La question du développement durable amène Todt à discuter de l'orientation future de la F1, dans laquelle la technologie électrique et hybride continuera à jouer un rôle clé.

"Nous travaillons à la définition de nos moteurs pour 2025", dit-il. "Nous espérons que de nouveaux constructeurs nous rejoindront, ce qui serait formidable pour la F1. Nous devons voir quelle est la meilleure combinaison entre combustion, hybride, électrique. Ce que nous avons commencé à faire, c’est travailler en étroite collaboration avec les fournisseurs de carburant, afin de pouvoir disposer d'un carburant à zéro émission. Voilà donc le défi à relever." 

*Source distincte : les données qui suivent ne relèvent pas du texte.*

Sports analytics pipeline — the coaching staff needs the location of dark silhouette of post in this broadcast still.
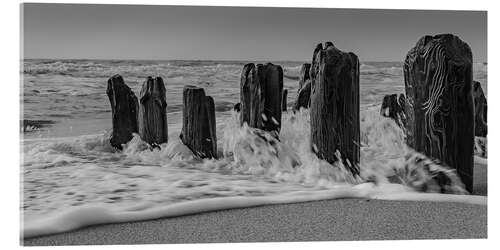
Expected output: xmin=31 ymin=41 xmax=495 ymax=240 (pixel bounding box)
xmin=299 ymin=63 xmax=311 ymax=89
xmin=233 ymin=102 xmax=241 ymax=112
xmin=293 ymin=63 xmax=311 ymax=110
xmin=281 ymin=89 xmax=288 ymax=111
xmin=106 ymin=75 xmax=138 ymax=149
xmin=180 ymin=85 xmax=217 ymax=158
xmin=403 ymin=34 xmax=474 ymax=192
xmin=139 ymin=77 xmax=168 ymax=146
xmin=472 ymin=81 xmax=488 ymax=137
xmin=240 ymin=63 xmax=283 ymax=135
xmin=380 ymin=94 xmax=406 ymax=129
xmin=310 ymin=42 xmax=360 ymax=174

"Au fil des ans, les voitures sont devenues plus lourdes, plus grandes. C'est quelque chose dont j'ai discuté en interne, tout ce qui est autour de la sécurité, nous devons l'accepter. Si j'entends dire que le Halo fait 10 kg, tant mieux, nous le garderons. Mais s'il y a beaucoup de technologies dont nous n'avons pas besoin, au bout du compte, nous voulons que la course automobile reste un sport où le pilote pourra faire la différence. Et bien sûr, avec l'évolution de la technologie, il y a probablement plus de place pour la technologie que pour le talent du pilote. Donc je pense que c'est quelque chose que nous devons revoir, et nous assurer que nous divisons toutes les améliorations que nous avons faites. Nous pouvons toujours faire ce qui est nécessaire en matière de sécurité, et nous pouvons aussi nous débarrasser de certaines choses pour probablement gagner un peu de poids et donner plus de place aux compétences des pilotes."

Il semble bien que Todt souhaiterait voir un moteur beaucoup plus simple en 2025, avec moins de technologie pour des voitures plus légères et plus agiles. Il admet toutefois qu'il ne faut pas non plus trop revenir en arrière.

"Je pense que nous devons tous être positifs. Je n'ai jamais dit que les voitures étaient trop lourdes, j'ai dit que probablement, les voitures au fil des ans ont pris du poids. Je pense que nous devons comprendre l'évolution. Mais d'un autre côté, c'est une évolution de l'automobile. Si vous prenez votre voiture de route il y a 40 ans, et si vous prenez votre voiture de route maintenant, c'est complètement différent. Nous sommes dans un monde où ce n'est pas comme au football ou au tennis, il y a 50 ans ou maintenant, c'est presque pareil, hormis la publicité dans le stade ou ce genre de choses. Mais ici, c'est un homme et une machine, et la machine a radicalement changé, et continuera à changer parce que c'est l'évolution de l'automobile, donc on ne peut pas l'éviter."

 

"Mais quand même, je pense que l'on doit résister à l'introduction de beaucoup d'électronique, beaucoup de choses qui font que les voitures deviennent beaucoup plus compliquées, beaucoup plus sophistiquées qu'elles ne l'étaient. Mais pourrait-on accepter une voiture sans boîte de vitesses ? Ou sans direction assistée ? C'est contre la nature de l'évolution de l'automobile. Nous devons donc l'accepter, la F1 étant le summum du sport automobile, ce qui signifie le summum de l'automobile. Elle doit être proche de ce qu'elle est."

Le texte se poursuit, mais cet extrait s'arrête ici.